Stakes were down 270 basis points (bps) in a year and 50 bps over a quarter. Foreign institutions pruned their shareholding in almost three of every five stocks. The analysis covered 398 BSE 500 companies whose latest shareholding data is available.
The sell-off has been triggered in part by global central banks abandoning their easy monetary policies amidst sky-high inflation, and now, due to the Ukraine war, which has raised input costs for companies. “Reversing fund flows aided the dollar, another reason for aggressively pulling funds from emerging markets (EMs),” said Shrikant Chouhan, head of equity research (retail), Kotak Securities.
With interest rates set to be hiked further in the US, the selling streak is unlikely to end soon. “A lot would depend on when the commodity inflation and supply shortage will end and when central banks signal that they are done with raising rates,” said Deepak Jasani, head of retail research, HDFC Securities. Monies withdrawn will be, among other things, diverted to other markets like Australia, Indonesia or Malaysia that could benefit from high commodity prices and whose valuations are better than those of India, he added.
Despite dumping stocks across segments and heavily selling automobiles, financials, and construction materials stocks in 2021-22, FPIs have selectively added sectors to their portfolio. Retailing, telecom services, metals and mining, and textiles together saw net inflows of ₹35,322 crore last fiscal. Sectors that manage to pass on the rise in input costs to consumers without losing market share stand to gain.
“Historically, during periods of high inflation, commodity stocks have a dream on account of better realizations and optimum operational efficiency,” said Nitin Agrawal, chief executive officer of Torus Oro, a financial firm. Consumer spending stocks get affected in such episodes as money loses its purchasing power, he said, adding that consumer and financial stocks may still face some price pressures since near-term catalysts for growth are not visible.

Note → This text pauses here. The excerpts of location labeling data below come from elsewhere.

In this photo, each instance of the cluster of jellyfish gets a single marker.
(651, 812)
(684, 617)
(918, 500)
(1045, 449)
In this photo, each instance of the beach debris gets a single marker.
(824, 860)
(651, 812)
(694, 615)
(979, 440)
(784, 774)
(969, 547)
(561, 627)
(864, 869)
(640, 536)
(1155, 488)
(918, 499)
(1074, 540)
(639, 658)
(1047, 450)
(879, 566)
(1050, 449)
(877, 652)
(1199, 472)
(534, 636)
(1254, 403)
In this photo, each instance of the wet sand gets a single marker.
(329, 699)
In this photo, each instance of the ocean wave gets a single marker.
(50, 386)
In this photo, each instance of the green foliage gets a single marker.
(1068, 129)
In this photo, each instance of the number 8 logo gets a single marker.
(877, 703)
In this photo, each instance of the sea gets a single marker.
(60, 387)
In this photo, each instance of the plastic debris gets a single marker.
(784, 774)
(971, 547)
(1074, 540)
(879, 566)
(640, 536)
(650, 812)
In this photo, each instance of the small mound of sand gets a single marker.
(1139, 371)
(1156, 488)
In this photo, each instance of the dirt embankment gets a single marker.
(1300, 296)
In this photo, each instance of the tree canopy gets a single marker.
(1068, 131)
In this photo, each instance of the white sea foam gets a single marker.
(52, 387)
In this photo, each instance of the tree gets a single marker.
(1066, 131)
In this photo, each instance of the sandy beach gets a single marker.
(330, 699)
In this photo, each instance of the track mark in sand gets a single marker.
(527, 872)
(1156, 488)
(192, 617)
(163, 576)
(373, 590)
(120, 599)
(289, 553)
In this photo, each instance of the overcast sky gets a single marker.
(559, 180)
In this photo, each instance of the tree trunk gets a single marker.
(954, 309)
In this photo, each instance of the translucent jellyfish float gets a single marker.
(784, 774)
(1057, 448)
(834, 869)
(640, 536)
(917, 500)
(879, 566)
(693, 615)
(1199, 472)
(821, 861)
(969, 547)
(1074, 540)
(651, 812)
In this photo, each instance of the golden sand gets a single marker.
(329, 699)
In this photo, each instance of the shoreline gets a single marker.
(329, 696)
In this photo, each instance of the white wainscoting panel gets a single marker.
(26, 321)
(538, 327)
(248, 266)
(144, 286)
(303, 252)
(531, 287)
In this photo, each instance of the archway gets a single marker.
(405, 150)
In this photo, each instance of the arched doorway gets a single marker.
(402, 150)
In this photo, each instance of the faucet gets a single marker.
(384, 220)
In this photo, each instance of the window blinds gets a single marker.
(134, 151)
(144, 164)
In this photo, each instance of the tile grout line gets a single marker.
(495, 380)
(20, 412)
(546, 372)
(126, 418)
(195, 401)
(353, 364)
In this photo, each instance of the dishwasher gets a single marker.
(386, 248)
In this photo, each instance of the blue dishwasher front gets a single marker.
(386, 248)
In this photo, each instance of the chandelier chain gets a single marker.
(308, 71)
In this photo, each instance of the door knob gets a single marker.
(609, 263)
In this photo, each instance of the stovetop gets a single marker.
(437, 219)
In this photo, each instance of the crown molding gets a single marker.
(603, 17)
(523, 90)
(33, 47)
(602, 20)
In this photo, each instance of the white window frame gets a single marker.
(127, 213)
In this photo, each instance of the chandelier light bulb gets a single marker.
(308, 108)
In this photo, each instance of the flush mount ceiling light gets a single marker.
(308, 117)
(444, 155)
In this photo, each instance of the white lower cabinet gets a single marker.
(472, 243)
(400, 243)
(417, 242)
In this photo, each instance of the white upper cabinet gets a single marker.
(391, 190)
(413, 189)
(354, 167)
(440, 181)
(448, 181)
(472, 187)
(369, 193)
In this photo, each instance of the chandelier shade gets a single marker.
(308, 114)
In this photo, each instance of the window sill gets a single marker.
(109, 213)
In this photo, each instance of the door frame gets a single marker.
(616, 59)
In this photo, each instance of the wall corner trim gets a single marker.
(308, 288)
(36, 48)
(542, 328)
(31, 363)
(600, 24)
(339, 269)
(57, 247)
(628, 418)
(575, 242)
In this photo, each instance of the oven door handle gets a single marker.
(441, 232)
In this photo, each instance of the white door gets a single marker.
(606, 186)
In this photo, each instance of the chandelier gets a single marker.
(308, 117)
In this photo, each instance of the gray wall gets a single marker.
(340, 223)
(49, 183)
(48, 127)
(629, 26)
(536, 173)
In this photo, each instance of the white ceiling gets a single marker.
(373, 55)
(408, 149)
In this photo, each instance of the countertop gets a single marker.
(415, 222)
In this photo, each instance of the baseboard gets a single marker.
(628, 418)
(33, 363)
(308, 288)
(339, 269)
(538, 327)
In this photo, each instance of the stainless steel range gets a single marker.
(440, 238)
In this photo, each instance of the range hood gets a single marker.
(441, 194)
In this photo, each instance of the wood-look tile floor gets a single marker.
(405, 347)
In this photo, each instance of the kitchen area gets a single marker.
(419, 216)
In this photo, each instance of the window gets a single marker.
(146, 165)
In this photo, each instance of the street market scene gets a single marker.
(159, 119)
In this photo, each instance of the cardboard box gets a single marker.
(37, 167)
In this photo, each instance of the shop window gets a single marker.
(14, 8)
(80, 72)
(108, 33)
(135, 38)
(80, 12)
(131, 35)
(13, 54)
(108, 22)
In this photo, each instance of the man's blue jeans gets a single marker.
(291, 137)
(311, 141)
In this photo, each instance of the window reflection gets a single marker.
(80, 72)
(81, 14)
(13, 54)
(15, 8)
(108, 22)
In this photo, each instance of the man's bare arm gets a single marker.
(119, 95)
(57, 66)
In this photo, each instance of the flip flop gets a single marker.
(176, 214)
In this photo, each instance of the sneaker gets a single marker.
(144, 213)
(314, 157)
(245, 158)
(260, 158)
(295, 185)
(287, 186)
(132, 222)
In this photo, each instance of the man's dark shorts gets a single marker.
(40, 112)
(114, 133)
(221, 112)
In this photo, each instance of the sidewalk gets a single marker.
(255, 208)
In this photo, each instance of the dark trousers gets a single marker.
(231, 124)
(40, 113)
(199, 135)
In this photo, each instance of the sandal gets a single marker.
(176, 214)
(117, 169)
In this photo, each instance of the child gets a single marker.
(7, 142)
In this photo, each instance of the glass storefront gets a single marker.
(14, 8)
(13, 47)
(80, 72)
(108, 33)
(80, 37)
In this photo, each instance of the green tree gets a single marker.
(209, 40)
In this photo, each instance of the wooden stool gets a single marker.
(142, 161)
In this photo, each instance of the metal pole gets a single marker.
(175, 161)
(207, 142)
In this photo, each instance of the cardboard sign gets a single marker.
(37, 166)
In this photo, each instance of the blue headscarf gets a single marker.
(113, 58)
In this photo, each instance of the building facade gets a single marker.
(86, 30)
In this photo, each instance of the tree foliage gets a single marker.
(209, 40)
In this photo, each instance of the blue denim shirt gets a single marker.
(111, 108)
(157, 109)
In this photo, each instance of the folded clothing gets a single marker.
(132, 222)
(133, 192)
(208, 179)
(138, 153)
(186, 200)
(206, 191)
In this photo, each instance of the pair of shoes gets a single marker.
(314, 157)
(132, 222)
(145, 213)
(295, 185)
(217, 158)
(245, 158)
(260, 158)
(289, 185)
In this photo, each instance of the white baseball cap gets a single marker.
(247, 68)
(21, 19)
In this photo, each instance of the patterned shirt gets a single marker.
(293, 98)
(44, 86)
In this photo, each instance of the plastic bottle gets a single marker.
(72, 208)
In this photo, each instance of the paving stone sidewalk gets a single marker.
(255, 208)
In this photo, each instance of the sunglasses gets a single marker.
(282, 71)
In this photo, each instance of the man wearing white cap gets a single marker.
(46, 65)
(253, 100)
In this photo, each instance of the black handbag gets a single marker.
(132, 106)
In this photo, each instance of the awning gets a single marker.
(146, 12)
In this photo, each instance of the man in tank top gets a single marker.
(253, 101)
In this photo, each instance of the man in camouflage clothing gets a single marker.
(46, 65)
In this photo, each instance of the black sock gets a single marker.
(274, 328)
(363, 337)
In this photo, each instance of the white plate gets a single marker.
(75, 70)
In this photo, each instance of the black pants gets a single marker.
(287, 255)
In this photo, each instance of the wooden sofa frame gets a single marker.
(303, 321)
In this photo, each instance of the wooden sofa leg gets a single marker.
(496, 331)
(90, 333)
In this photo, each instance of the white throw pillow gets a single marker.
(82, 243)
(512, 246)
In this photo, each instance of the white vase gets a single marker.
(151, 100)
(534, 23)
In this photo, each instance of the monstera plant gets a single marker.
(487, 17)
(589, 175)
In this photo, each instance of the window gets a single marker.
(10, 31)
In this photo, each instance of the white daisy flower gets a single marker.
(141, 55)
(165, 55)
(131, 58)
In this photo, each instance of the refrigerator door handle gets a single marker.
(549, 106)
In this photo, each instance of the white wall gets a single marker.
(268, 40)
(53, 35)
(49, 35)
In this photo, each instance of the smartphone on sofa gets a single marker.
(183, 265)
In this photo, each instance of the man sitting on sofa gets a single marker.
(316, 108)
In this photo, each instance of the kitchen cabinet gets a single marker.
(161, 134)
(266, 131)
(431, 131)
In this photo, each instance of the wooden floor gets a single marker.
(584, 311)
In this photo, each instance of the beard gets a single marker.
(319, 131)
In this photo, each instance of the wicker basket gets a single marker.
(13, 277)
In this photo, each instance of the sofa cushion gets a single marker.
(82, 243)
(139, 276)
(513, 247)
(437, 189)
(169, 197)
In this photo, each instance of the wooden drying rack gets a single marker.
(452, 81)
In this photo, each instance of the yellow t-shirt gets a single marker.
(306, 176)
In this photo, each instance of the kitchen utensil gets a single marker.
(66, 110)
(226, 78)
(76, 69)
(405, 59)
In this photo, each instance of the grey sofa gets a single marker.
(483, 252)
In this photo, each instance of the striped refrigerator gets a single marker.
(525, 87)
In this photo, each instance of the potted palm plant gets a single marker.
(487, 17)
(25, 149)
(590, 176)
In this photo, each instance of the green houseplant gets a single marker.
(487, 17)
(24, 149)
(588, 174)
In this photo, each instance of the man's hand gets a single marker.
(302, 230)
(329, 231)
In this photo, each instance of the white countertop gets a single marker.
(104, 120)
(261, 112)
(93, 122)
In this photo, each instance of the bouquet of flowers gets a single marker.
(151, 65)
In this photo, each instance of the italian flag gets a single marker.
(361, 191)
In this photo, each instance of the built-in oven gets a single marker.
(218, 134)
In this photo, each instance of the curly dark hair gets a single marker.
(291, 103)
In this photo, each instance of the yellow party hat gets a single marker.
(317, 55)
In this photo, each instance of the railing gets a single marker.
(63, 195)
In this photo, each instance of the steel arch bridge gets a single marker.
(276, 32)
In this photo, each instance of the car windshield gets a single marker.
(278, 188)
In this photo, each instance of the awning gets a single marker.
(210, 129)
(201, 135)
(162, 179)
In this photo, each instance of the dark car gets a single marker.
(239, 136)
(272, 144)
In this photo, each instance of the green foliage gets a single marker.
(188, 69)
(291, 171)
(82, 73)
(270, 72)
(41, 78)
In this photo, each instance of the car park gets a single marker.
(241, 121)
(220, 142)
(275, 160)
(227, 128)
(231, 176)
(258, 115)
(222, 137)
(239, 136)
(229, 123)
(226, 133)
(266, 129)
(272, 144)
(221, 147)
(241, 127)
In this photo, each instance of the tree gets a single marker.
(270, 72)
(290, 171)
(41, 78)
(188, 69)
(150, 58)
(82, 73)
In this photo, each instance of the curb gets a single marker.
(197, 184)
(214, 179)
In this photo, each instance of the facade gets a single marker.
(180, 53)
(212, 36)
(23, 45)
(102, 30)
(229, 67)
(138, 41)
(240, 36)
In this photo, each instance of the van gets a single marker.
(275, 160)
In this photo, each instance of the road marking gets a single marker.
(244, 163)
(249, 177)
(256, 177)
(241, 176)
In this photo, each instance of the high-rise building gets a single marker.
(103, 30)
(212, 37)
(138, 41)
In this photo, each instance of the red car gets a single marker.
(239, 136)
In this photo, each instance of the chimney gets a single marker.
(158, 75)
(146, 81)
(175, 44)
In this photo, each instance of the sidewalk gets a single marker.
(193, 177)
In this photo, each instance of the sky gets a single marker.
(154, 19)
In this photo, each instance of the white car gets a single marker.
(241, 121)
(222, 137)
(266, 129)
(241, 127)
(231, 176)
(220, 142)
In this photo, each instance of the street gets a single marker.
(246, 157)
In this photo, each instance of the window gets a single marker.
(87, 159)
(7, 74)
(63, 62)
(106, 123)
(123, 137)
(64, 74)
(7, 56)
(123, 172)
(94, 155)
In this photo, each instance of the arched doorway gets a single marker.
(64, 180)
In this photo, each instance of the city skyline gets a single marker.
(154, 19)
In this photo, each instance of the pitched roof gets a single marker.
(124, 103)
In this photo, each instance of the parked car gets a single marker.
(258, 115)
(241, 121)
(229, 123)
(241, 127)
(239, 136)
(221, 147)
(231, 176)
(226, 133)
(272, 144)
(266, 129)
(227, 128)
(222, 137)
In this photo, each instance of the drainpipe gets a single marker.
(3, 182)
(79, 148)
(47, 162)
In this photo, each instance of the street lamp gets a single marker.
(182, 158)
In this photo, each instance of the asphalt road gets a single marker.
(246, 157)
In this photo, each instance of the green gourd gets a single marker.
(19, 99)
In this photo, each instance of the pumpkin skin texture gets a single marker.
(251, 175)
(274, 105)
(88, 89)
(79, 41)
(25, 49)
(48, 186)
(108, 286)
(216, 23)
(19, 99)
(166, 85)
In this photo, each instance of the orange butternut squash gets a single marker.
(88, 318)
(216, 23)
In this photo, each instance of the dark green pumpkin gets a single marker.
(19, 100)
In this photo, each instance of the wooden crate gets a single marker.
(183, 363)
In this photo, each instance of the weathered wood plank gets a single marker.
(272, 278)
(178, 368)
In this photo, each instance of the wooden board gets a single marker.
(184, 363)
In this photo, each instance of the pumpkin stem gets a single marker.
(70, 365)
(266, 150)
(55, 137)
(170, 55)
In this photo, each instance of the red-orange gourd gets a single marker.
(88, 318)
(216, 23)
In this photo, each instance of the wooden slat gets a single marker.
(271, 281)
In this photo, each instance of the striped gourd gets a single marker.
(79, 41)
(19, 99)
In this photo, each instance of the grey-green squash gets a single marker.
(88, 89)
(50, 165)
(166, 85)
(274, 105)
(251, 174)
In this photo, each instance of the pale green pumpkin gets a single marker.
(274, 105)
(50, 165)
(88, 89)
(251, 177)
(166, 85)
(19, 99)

With valuations remaining high in India, the outflows can be seen from the prism of profit-booking, said Suvodeep Rakshit, senior economist, Kotak Institutional Equities.
FPIs’ sell-off in financials continued in the first fortnight of April, with outflows of ₹3,264 crore, the biggest for any sector in the period.
Even before the war, FPIs had been selling in India’s stock markets since October. However, they are undeterred in the primary markets, which include initial public offerings (IPO), qualified institutional buying (QIB) and rights issues.
During the IPO boom of 2021-22, which saw 53 issues mop up a record ₹1.1 trillion from the capital markets, investors, both foreign and domestic, jumped on the bandwagon.
Now with the IPO of Life Insurance Corp of India (LIC) set to finally see the light of the day this week, primary markets will breathe a sigh of relief. Issues worth over ₹1 trillion are waiting in the wings to tap the markets in 2022.
“FPIs may not come back in a big way now as compared to H1FY22 unless the valuations offered in the IPO are lucrative,” noted Jasani. However, India-focused funds will keep participating in good IPOs, even though the level of oversubscription and euphoria may not be similar, he said.
As foreigners flee, domestic investors hold the fort. Mutual funds (MFs) have invested ₹1.4 trillion since October. This strong influx can be attributed to the absence of real yields in most asset classes, which made equities attractive and the strong trailing returns continued to reinforce the return expectations of households, Rakshit said.
In previous periods of steep stock market declines as well, MFs have largely countered the FPIs’ panic. During the 2008 crisis and amid global growth concerns around 2015-16, FPIs cumulatively pulled out nearly ₹80,000 crore, while MFs bought shares worth ₹95,000 crore.
“Certainly, domestic institutions and mutual funds are emerging as key drivers during times of uncertainties,” Chouhan said.
This has also kept Indian indices supported: the Nifty 50 is down only 8% from its peak in October 2021. In previous instances, bouts of selling had dragged markets over 20 per cent.